UrlRoutingModule, StaticFileHandler and IIS6
Today I was making sure that GZIP and the HTTP Expires header was enabled on all the content of our new ASP.NET MVC application. We have a little bit of code in our Global.asax to set up compression and expires appropriately.
I was surprised to find that despite using wildcard-mapping and IIS6 (which would result in all HTTP requests being ‘visible’ to Global.asax in a regular WebForms application), that our stylesheets were no longer being setup correctly.
Fiddling with the HTTP Header Expires setting in IIS confirmed that the stylesheet file appeared to be processed directly by IIS, which I had previously thought was impossible when using wildcard + IIS6.
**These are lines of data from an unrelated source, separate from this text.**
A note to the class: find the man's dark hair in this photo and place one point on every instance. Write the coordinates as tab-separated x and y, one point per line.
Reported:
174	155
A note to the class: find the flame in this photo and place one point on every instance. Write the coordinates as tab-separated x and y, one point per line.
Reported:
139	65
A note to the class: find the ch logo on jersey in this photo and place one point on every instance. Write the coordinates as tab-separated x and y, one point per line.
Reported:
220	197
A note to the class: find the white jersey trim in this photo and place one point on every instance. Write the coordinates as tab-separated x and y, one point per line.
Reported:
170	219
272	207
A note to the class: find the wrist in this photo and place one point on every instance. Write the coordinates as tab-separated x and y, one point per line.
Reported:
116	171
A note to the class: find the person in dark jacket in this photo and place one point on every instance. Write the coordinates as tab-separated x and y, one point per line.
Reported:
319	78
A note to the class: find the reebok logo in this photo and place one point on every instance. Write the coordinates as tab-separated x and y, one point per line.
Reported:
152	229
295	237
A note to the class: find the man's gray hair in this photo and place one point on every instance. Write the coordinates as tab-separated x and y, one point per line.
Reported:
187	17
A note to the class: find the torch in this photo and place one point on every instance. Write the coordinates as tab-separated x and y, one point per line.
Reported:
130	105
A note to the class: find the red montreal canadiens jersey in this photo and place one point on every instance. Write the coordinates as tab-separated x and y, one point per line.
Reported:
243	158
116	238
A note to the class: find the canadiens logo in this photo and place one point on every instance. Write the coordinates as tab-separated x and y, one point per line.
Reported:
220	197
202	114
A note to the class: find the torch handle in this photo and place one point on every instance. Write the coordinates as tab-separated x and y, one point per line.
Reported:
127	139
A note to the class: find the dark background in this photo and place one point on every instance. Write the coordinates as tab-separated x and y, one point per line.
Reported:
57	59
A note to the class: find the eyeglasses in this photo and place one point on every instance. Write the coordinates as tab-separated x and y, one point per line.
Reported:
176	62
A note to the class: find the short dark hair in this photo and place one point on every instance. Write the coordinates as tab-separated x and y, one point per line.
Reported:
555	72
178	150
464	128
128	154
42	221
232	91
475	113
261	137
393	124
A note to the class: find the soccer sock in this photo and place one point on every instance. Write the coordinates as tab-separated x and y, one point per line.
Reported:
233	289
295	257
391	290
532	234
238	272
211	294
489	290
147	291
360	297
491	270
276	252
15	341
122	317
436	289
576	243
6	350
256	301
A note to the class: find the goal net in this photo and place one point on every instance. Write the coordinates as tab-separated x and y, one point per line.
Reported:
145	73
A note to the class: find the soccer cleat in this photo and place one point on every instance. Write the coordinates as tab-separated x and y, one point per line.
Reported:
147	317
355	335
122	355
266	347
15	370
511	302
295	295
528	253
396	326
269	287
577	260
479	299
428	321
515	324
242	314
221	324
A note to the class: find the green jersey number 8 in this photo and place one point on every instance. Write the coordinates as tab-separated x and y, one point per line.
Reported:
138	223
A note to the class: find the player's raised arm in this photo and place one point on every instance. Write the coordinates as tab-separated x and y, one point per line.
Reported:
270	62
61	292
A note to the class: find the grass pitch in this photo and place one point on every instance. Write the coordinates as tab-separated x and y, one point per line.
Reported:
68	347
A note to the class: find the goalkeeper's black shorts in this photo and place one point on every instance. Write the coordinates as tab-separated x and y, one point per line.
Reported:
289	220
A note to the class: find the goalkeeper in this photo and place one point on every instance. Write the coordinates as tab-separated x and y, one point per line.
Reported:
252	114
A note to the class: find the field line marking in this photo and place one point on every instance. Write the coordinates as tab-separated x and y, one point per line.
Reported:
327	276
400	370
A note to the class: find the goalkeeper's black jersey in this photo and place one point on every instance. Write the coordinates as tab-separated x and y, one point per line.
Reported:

I also found it strange that an MVC application would differ compared to WebForms: my understanding was that the new System.Web.UrlRoutingModule simply passed on-disk files to the appropriate handler, in this case System.Web.StaticFileHandler.
However, with a bit of testing I found this was not the case: modifying the web.config with:
<system.web> <httpHandlers><add verb="*" path="*.css" type="System.Web.StaticFileHandler"/></httpHandlers> </system.web>
Resulted in the Global.asax processing the request. This blog post mentions the potential behaviour of System.Web.DefaultHttpHandler in terms of passing files back to IIS (though its not mentioned where or how this was learned), and indeed this does appear to be exactly the case in MVC.
Poking through System.Web.DefaultHttpHandler in Reflector its not clear to me how this actually works, but its clear from my testing that a typical MVC application will have its static on-disk files sent directly by IIS.